Lee Rocker also continued to prove that he’s one of the best around when it comes to interpreting rockabilly. His Hootenanny set was a home run, with the O.C. singer-bassist playing his own rip-roaring “Bulletproof,” several songs from his pioneering ’80s band Stray Cats (“Stray Cat Strut,” “Runaway Boys”) and choice cuts from Buddy Holly, Elvis Presley and Hank Williams (including an excellent version of “Lost Highway”).
The Blasters were actually much stronger than the past few times I’ve caught Phil Alvin & Co. Highlights of their set included a fiery “American Music” and a bluesy “Dark Night.” Guitarist Keith Wyatt was dynamic, unleashing a number of great solos throughout the group’s set.
Big Bad Voodoo Daddy’s energetic neo-swing was actually a welcome change from the parade of rockabilly and guitar-fueled proponents, with the group’s four-member horn section and party-up delivery typified by sing-along favorites “You & Me & the Bottle Makes 3 Tonight (Baby)” and “Go Daddy-O.” (That’s frontman Scotty Moore in the pic at left.)

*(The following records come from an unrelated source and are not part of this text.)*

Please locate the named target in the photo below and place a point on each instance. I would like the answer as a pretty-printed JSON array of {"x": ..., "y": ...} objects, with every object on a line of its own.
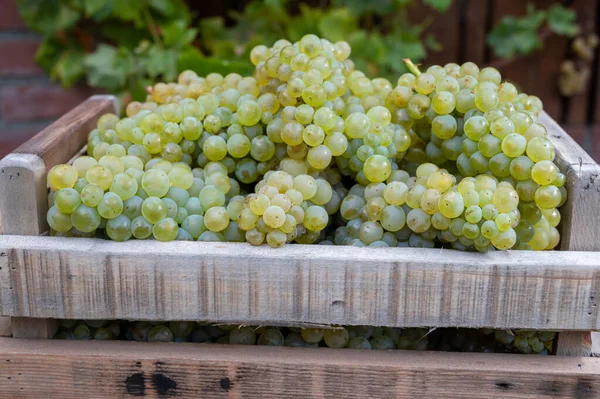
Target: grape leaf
[
  {"x": 107, "y": 67},
  {"x": 562, "y": 20},
  {"x": 439, "y": 5},
  {"x": 337, "y": 24},
  {"x": 512, "y": 36},
  {"x": 48, "y": 16}
]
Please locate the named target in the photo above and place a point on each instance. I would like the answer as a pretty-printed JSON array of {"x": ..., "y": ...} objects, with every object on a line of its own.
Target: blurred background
[{"x": 55, "y": 53}]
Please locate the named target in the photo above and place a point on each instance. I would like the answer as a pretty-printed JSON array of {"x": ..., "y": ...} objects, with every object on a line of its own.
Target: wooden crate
[{"x": 44, "y": 278}]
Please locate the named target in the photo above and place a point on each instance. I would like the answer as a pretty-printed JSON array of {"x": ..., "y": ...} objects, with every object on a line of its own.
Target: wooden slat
[
  {"x": 580, "y": 214},
  {"x": 473, "y": 42},
  {"x": 23, "y": 195},
  {"x": 93, "y": 369},
  {"x": 139, "y": 280},
  {"x": 580, "y": 220},
  {"x": 25, "y": 327},
  {"x": 58, "y": 142}
]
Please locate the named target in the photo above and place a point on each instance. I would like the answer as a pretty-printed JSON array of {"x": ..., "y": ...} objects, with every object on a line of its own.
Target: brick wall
[{"x": 29, "y": 101}]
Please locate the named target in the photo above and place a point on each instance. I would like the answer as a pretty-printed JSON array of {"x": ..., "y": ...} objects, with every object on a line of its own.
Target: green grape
[
  {"x": 160, "y": 333},
  {"x": 544, "y": 172},
  {"x": 489, "y": 229},
  {"x": 444, "y": 126},
  {"x": 538, "y": 149},
  {"x": 62, "y": 176},
  {"x": 451, "y": 204},
  {"x": 165, "y": 230},
  {"x": 119, "y": 228},
  {"x": 141, "y": 228},
  {"x": 315, "y": 218},
  {"x": 110, "y": 206},
  {"x": 271, "y": 337},
  {"x": 514, "y": 145},
  {"x": 85, "y": 219},
  {"x": 359, "y": 343},
  {"x": 377, "y": 168},
  {"x": 100, "y": 176},
  {"x": 154, "y": 209},
  {"x": 336, "y": 338},
  {"x": 66, "y": 200},
  {"x": 124, "y": 186},
  {"x": 156, "y": 183},
  {"x": 58, "y": 221},
  {"x": 312, "y": 335},
  {"x": 443, "y": 102},
  {"x": 382, "y": 342},
  {"x": 216, "y": 219},
  {"x": 547, "y": 197}
]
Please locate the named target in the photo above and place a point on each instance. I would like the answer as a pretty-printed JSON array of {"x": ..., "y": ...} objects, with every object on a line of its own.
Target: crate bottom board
[{"x": 115, "y": 369}]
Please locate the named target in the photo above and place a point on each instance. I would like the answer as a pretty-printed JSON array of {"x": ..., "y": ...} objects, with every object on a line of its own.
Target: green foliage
[
  {"x": 124, "y": 45},
  {"x": 520, "y": 36}
]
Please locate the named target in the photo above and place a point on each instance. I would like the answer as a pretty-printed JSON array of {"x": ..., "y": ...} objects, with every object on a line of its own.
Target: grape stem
[{"x": 412, "y": 67}]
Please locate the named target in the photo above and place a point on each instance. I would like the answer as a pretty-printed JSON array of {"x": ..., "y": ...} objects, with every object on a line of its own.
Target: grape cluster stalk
[{"x": 312, "y": 151}]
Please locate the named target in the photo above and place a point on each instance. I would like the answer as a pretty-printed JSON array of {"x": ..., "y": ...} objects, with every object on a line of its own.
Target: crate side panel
[
  {"x": 96, "y": 279},
  {"x": 74, "y": 369}
]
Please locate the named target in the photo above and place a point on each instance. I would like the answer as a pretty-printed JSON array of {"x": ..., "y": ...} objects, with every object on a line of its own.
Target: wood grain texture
[
  {"x": 58, "y": 142},
  {"x": 76, "y": 369},
  {"x": 140, "y": 280},
  {"x": 581, "y": 212},
  {"x": 23, "y": 195}
]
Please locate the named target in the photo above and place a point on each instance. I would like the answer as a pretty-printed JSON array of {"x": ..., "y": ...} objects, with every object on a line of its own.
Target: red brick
[
  {"x": 11, "y": 138},
  {"x": 19, "y": 58},
  {"x": 9, "y": 15},
  {"x": 29, "y": 103}
]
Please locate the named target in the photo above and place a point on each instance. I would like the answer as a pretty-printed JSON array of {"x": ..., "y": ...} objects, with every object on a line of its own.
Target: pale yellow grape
[
  {"x": 58, "y": 221},
  {"x": 83, "y": 164},
  {"x": 395, "y": 193},
  {"x": 306, "y": 185},
  {"x": 259, "y": 204},
  {"x": 85, "y": 219},
  {"x": 216, "y": 219},
  {"x": 393, "y": 218},
  {"x": 319, "y": 157},
  {"x": 357, "y": 125},
  {"x": 165, "y": 230},
  {"x": 155, "y": 183},
  {"x": 377, "y": 168},
  {"x": 62, "y": 176},
  {"x": 451, "y": 204},
  {"x": 313, "y": 135},
  {"x": 315, "y": 218},
  {"x": 323, "y": 194},
  {"x": 181, "y": 177},
  {"x": 544, "y": 172},
  {"x": 282, "y": 181},
  {"x": 99, "y": 175},
  {"x": 124, "y": 186},
  {"x": 274, "y": 216}
]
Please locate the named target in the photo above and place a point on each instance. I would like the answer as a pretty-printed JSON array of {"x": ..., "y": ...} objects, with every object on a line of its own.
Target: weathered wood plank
[
  {"x": 93, "y": 369},
  {"x": 139, "y": 280},
  {"x": 581, "y": 212},
  {"x": 25, "y": 327},
  {"x": 580, "y": 221},
  {"x": 58, "y": 142}
]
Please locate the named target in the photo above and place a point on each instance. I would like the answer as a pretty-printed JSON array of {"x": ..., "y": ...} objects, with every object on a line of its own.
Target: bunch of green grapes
[
  {"x": 526, "y": 341},
  {"x": 310, "y": 150}
]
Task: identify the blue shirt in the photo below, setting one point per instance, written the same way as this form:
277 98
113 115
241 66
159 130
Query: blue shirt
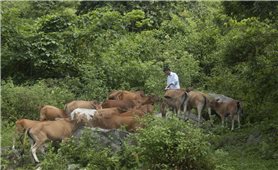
173 81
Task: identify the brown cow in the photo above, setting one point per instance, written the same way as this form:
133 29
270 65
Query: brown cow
175 99
133 112
21 126
52 130
224 108
198 100
126 95
69 107
48 112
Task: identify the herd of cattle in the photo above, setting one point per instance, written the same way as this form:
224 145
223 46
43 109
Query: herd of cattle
122 108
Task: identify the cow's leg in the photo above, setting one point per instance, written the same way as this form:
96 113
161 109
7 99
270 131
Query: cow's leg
238 120
222 120
34 150
210 118
162 109
233 122
185 111
199 110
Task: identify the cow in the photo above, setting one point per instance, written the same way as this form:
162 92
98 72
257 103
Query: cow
175 99
48 112
52 130
198 100
69 107
227 108
21 126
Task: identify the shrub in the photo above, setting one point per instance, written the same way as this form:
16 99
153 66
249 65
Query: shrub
25 101
169 144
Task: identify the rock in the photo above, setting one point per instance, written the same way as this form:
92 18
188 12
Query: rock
254 138
108 138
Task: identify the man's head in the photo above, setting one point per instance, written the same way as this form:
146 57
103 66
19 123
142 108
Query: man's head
166 70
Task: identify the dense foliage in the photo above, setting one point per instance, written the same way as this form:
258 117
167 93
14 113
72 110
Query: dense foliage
53 52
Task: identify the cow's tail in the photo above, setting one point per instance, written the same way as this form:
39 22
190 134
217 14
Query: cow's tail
14 138
239 108
29 135
206 102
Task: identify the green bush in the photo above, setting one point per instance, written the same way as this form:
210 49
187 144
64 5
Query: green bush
169 144
85 152
25 101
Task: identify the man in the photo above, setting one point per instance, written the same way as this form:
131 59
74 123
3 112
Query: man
172 79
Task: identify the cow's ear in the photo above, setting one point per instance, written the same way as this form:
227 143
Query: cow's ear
120 96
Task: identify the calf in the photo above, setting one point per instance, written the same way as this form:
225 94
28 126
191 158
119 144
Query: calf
52 130
231 108
175 99
198 100
69 107
48 112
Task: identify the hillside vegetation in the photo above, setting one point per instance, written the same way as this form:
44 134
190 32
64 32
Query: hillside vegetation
53 52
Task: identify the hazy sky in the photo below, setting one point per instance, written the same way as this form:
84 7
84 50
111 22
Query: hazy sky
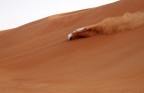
14 13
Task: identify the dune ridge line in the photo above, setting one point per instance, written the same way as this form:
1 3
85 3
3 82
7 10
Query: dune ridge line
111 25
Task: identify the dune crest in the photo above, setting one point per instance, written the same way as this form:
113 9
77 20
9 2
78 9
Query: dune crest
126 22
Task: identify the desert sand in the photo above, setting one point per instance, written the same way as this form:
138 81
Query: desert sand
38 58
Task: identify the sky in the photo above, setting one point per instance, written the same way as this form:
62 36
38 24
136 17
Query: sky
14 13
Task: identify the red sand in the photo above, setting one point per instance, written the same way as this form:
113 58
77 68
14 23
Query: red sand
37 58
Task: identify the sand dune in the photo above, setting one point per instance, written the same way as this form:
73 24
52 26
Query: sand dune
37 58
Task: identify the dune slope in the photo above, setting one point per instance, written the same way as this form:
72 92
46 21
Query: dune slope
37 58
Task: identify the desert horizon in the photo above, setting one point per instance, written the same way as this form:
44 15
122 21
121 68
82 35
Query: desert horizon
38 58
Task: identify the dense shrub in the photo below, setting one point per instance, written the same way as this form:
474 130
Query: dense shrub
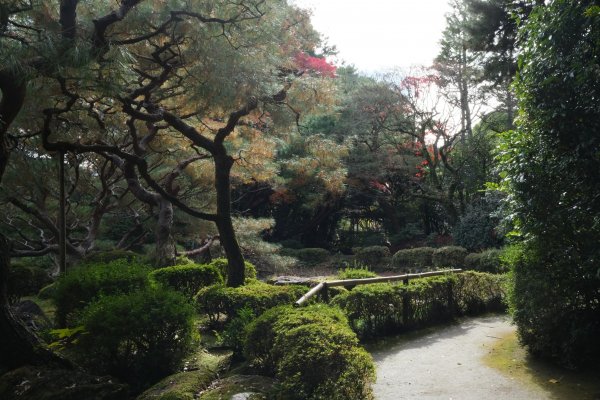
24 281
449 257
419 257
379 309
355 273
48 292
188 278
372 255
83 284
258 296
476 229
312 352
485 261
309 255
99 257
138 337
550 165
221 265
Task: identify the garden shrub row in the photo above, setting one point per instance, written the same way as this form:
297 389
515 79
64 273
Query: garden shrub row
372 255
220 300
486 261
380 309
138 337
88 282
428 257
188 278
312 352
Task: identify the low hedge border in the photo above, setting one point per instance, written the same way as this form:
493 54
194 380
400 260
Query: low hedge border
312 352
382 309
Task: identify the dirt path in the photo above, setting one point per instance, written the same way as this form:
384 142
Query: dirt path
447 363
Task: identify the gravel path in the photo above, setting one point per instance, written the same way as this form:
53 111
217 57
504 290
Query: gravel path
447 364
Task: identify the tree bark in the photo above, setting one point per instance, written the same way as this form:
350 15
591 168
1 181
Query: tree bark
235 259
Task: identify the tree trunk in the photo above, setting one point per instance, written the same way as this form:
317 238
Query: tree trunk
235 259
165 245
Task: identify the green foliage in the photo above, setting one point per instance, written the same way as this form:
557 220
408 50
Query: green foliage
312 352
476 229
449 257
85 283
355 273
137 337
381 309
372 255
486 261
188 278
47 292
550 167
24 281
309 255
258 296
221 265
101 257
234 334
419 257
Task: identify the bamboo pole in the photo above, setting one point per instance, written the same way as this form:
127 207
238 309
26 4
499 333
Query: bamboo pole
365 281
62 218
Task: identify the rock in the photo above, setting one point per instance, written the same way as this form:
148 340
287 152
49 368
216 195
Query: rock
44 383
240 387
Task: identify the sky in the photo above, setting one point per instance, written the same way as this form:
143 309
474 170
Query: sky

I only caught part of the always-powerful Supersuckers (who played a terrific new song titled “Anything Else”) and a few minutes of Nekromantix on the main stage because I had anticipated catching the Rockers in the Round showcase on the Second Stage … but I came away disappointed.
Not because area singer-songwriters Jeremy Popoff (of Lit), Danny Walker (Handsome Devil), Brian Coakley (Wax Apples) and several other artists were not worth hearing. It was simply that the volume from the main stage overwhelmed the acoustic performances. I did enjoy Walker’s “Purple Heart,” as well as an acoustic take of “Shake” featuring Coakley and his wife Cindy Jamie on duel vocals.
Of the other performances I caught -– specifically from No Dice, singer-songwriter Roger Alan Wade and Danish psychobilly band HorrorPops –- the artists thrilled the hardcore Hootenanny fans with solid performances, but their material lacked the strength of the stronger artists on the bill.
Yet, with such a wide-ranging lineup, a large display of classic cars and motorcycles, plus clothing vendors, food booths and people-watching opportunities galore, Hootenanny continues to be among the most treasured events on the Orange County concert calendar.